I took special note of his highest contrast image, and saw nothing to 
justify his conclusion about CA.  I've certainly never noticed it my 
results..  I do find the barrel distortion to be fairly noticeable at 
times, minor though it may be, but when I compare my results to a couple 
of guys I know who shoot Canon Zooms pretty much exclusively I feel 
pretty good about that lens.  Now you may have been disappointed in the 
43mm I'm not, in fact it pretty much replaced my 50mm lenses for most 
purposes when I was still shooting film.  Then again I don't stitch 
images to produce panoramas, but the 43mm  probably wouldn't be my lens 
of choice for that anyway.

Digital Image Studio wrote:
> On 08/07/07, P. J. Alling <[EMAIL PROTECTED]> wrote:
>   
>> Look, I take exception to the reviews of lenses that I use regularly.

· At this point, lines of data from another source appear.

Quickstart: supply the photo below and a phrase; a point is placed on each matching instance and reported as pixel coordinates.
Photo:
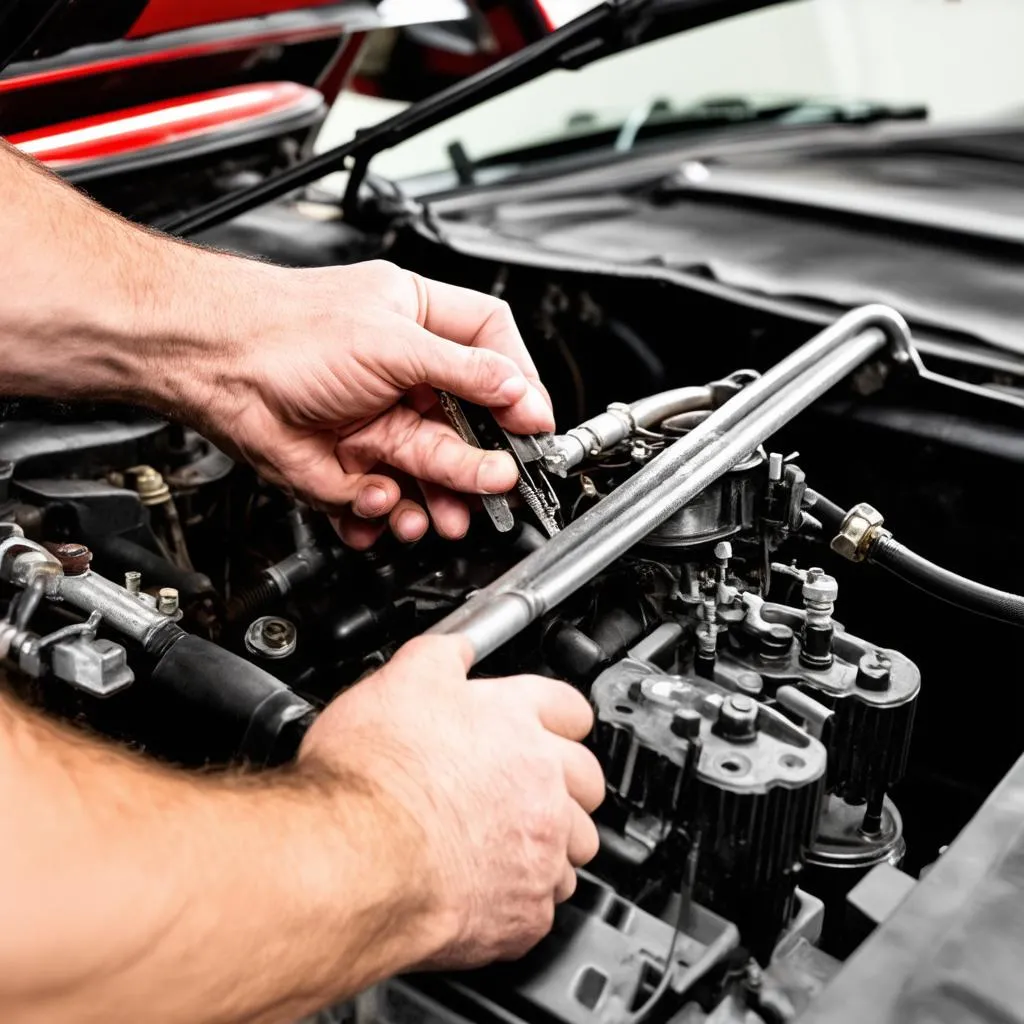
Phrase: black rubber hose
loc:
(947, 586)
(118, 554)
(263, 719)
(827, 513)
(920, 572)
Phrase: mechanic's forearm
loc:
(92, 306)
(130, 892)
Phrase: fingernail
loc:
(513, 389)
(497, 474)
(538, 410)
(373, 500)
(412, 524)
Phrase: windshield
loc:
(797, 62)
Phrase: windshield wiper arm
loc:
(614, 26)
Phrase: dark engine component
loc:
(716, 776)
(870, 695)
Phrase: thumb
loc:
(478, 375)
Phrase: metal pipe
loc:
(496, 613)
(121, 610)
(605, 430)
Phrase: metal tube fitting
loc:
(574, 556)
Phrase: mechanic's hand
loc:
(332, 394)
(494, 778)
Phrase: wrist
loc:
(369, 822)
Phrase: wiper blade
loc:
(614, 26)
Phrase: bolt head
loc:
(686, 723)
(819, 588)
(278, 633)
(74, 558)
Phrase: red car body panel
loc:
(169, 15)
(156, 126)
(179, 80)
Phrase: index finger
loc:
(562, 710)
(473, 318)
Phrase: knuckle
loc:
(590, 843)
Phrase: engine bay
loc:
(672, 558)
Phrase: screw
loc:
(278, 633)
(151, 486)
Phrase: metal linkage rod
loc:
(573, 557)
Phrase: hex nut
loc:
(819, 588)
(861, 527)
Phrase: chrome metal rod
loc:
(121, 610)
(498, 612)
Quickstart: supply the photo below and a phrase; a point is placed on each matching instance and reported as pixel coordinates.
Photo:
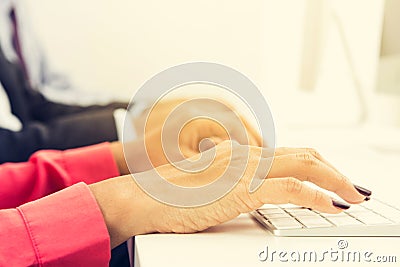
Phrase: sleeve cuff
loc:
(67, 228)
(93, 164)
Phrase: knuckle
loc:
(293, 186)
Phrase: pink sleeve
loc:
(62, 229)
(49, 171)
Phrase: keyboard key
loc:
(285, 223)
(356, 208)
(277, 215)
(344, 220)
(271, 211)
(329, 215)
(372, 218)
(314, 221)
(385, 210)
(301, 212)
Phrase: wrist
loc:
(126, 209)
(118, 154)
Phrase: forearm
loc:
(125, 207)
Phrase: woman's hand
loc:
(134, 212)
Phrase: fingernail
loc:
(362, 190)
(340, 205)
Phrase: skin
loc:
(128, 210)
(121, 200)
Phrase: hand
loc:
(130, 211)
(183, 135)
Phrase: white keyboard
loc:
(371, 218)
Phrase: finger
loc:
(291, 190)
(288, 150)
(306, 167)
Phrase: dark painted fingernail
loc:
(340, 205)
(362, 190)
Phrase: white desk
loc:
(238, 242)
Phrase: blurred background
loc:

>> On the 43mm ltd. he says that "CAs could be a little lower for a
>> fix-focal" so I downloaded and examined a couple of his sample images
>> that should easily show CA if there was any.  I opened them in Photoshop
>> and blew it up about 3-4x to see what evidence there was for CA.  I saw
>> plenty of artifacts some bloom, (but not much), but nothing that could
>> be definitively called CA.  In real world use I'd have to say there
>> wasn't any to worry about, the lens clearly out preforms the sensor in
>> normal use.
>>     
>
> Well as you likely recall I owned a 43 LTD for a few years but found
> it to offer me less than the performance I required so I sold it. Of
> my current lenses he has tested six of the same models, one FA version
> of an A version lens that I own, another lens that I used to own and
> one 3rd party in another mount. I can honestly say that I pretty much
> agree entirely with his assessment of each of them (granted none were
> particularly cheap lenses). That's good enough for me.
>
> Back to CA, it's a funny one, often it's not anywhere near as obvious
> in low contrast/saturated areas, so some shots really seem to show it
> well and others tend to mask it but it's still there if you look (read
> pixel peep). CA is of interest to me as it's the one type of anomaly
> apart from edge sharpness that can really degrade the quality of
> stitched panos, geometric distortion and vignetting are of far less
> consequence. So I do tend to take special note of lenses capabilities
> in these problem areas (i.e. I readily admit to pixel peeping).